Вот это речь! У меня давно уже от мороза текли по щекам едкие слезы, мгновенно замерзая и скукоживая лицо, но тут слезы потекли еще обильнее — уже от чувств: мой измученный организм не имел уже сил для спасающей от всего иронии — плакать гораздо слаще!
И место подходящее: никто не видит и от дома далеко!
От вокзала уходила улица одинаковых деревянных домов с резными крылечками. Становилось уже светло. На первом доме была вывеска: “Резерв проводников”. Ясно. Там ждет меня друг Леха, чтоб окончательно уничтожить... Подождет!
Я пошел по улице. На крыльце следующего дома смерзлась рубаха — белая, она стала чуть розоветь.
Сзади вдруг послышался гулкий стук. Я обернулся. Толстая женщина в халате колотила о резной столбик крыльца плетеный обледеневший коврик. Ледышки вылетали и катились по улице. Стук оборвался. Она внимательно смотрела на меня. Вот она, русская женщина... Чаёк! Шанежки!
Помня, что я не так чтобы очень давно нравился женщинам, я улыбнулся, пытаясь вложить в улыбку все свое обаяние, ум, интеллигентность, но скукоженное мерзлыми слезами личико изобразило чтой-то не то. Женщина резко повернулась и ушла, захлопнув толстую ватную дверь, прихватив, кстати, с собою коврик. Коврика не доверила! Вот это правильно: так и надо с нами, босяками!
Снова вдруг покатились слезы счастья. На крыльце “Резерва проводников” я торопливо их вытер: Леха поймет их неверно — как капитуляцию, а не как победу. А ведь я победил — и сейчас праздную. И отчаянное это утро — начало новой прекрасной жизни: без Лехи! Я наконец сказал себе то, что давно нужно было сказать: никаких “великих” Леха не знал и никому рассказов моих не показывал — расправлялся сам. И долго бы еще мучил меня, если бы не безумная эта поездка — лишь тут я решился. Ты заменял мне все, но надоел, как советская власть. Прощай, Леха! Ухожу! Пропадать, так с музой.
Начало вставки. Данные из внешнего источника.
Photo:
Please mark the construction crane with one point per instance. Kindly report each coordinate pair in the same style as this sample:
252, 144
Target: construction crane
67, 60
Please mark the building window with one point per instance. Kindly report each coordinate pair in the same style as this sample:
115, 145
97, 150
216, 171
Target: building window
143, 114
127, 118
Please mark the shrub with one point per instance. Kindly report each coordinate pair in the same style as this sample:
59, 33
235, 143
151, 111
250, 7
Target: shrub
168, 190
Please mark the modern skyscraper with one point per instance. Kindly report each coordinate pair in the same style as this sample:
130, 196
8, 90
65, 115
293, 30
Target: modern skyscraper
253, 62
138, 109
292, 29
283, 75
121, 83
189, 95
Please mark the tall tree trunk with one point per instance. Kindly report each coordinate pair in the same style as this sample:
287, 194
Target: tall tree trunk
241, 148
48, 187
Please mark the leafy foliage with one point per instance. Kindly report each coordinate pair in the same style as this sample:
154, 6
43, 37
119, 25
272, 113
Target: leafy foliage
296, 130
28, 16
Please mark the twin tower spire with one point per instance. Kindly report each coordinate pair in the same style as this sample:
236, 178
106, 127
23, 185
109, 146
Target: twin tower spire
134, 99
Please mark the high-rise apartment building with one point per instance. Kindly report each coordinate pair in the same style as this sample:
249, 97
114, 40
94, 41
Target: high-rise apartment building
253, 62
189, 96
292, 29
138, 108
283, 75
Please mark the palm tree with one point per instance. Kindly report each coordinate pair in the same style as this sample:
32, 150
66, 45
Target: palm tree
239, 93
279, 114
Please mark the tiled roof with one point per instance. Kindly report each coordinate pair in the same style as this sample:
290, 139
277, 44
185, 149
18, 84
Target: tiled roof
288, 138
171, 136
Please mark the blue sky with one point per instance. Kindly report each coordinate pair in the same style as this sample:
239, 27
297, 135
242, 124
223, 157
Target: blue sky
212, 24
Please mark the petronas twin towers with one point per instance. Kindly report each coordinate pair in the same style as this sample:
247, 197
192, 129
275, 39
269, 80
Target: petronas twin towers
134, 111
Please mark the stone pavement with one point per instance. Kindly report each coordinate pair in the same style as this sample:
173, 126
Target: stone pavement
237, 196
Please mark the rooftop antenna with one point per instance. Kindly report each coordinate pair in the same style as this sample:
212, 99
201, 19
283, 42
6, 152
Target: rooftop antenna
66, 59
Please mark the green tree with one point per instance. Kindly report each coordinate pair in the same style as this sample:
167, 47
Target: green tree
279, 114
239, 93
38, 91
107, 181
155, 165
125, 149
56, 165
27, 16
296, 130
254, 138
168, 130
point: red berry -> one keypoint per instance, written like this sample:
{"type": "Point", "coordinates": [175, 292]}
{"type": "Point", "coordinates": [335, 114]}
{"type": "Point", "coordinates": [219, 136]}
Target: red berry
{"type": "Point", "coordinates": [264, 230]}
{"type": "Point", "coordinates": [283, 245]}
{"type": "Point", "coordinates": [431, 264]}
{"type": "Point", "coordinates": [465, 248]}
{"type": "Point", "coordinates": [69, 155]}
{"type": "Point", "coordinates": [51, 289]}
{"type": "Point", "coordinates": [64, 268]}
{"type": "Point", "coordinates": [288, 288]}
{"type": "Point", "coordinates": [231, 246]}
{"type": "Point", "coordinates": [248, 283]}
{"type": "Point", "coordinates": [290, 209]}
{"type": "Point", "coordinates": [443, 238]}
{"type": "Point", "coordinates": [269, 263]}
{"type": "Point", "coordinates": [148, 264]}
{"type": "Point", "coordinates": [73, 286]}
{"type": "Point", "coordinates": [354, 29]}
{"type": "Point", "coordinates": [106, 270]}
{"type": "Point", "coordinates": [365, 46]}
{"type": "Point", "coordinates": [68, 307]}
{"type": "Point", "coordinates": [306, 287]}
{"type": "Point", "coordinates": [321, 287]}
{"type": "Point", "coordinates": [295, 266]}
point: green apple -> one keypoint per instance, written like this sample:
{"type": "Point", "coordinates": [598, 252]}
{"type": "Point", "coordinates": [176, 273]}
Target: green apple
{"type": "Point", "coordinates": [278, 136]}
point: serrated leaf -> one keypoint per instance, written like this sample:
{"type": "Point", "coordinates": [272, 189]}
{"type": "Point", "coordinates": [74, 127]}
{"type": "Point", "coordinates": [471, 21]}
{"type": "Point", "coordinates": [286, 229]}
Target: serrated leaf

Я вернулся на станцию. Вдоль семафора поднималось красное солнце. У путей стоял огромный контейнер с надписью мелом: “Отдать Сидорову!”
Потом, засыпая, я ехал в пустой электричке.
— Спасайтесь! — вдруг донесся глухой крик из тамбура. — Мы на одном пути со встречным!
И уже совсем засыпая, я увидел, как по проходу, деловито сопя, идет маленький встречный поезд высотой со спичечный коробок.